Teenagers Daleman and Nguyen leads in women’s and men’s after the short programs

KINGSTON, ONTARIO – Nam Nguyen began to felt the pressure this year, the chatter that he could win this national title.

Last week, while training, he had a bit of a meltdown. Coach Brian Orser took him aside, and told him he he’d been there in 1981, when Brian Pockar had been three-time Canadian champion and Orser was a young upstart who had such a good year, people were talking about him, too.

Both Orser (back then) and Nguyen (now) swept the pressure aside. On Friday, Nguyen won the short program with a nice little cushion with a lofty score of 81.78, his best score in a short.

Jeremy Ten, who said earlier that this is his final year – a farewell and a challenge to himself, is in second place with 77.80 points. “It’s pretty cool,” Ten said. “I just left my heart out on the ice.” Roman Sadovsky, only 15 and in his second year of senior, is third with 73.46, a personal best by about three points. Sadovsky had hoped to finish in the top five, to make the national team. “What’s not to be happy about?” he grinned.  He didn’t do a triple Axel: it’s still an inconsistent element for him.

The story of the short program was as much about rough goes as triumphs.

Kevin Reynolds, hobbled by boot problems for the past couple of seasons, got a new pair that enabled him to train for the past four or five weeks. But it wasn’t enough. He fell on all of his jumps elements – both quads and a triple Axel – and dropped to 12th place.

“I gave it everything I had,” Reynolds said sadly. “It was too much for me to handle today…I just wasn’t underneath my feet.”

Elladj Baldé fell on a quad and popped the first jump of his combo, but he sprained a knee a few weeks ago and then caught a virus that swept the Detroit Skating Club last week. Baldé felt horrible for three days, and slowly worked his way back to doing his program only last Saturday. He got 64.79 points.

In the women’s event, Gabby Daleman had one big aim, coming to these Canadian Tire National Skating Championships: to win her first title.

For a moment, Daleman suffered a hiccup on that path, when she fell on a triple Lutz in the women’s short program on Friday, but she steamed ahead to win it with 62.91 points, narrowly ahead of Veronik Mallet, 20, of Sept-Iles, Que., who skated cleanly, putting an exclamation point on her season.
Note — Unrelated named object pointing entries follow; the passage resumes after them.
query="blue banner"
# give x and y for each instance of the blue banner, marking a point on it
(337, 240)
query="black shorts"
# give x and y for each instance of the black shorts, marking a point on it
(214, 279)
Alaine Chartrand, 18, of nearby Prescott, Ont., and one of the favourites to take the title, stumbled out of a triple loop. Chartrand had the most difficult combination of all, a triple Lutz – triple toe loop, but it appeared under-rotated. She is third with 60.25 points, her highest score in Canada. She got a 61 when she won the short program at Cup of Russia earlier this season, an effort that put her on the international map.

Daleman has had a season of setbacks but decided to follow the advice of choreographer Lori Nichol who told her: “the power of the will is more important than the skill.”

The 16-year-old skater from Newmarket, Ont., came down with her sixth episode of strep throat of the season last week and immediately found a way to frame it in a positive way.

“Skating without breathing is like extra cardio,” she said. “If I can do my program when I can’t breathe, imagine what I can do when I can.”

Daleman also hasn’t recovered from a stress reaction in her right foot that she suffered in Sochi. It’s better, but still hasn’t healed, and on top of that, she has developed plantar fasciitis in that right foot. And the ailment is also affecting her left foot somewhat.

“My right foot feels like a frozen water bottle,” she said.

The senior women and men conclude on Saturday at the Rogers K-Rock Centre in Kingston.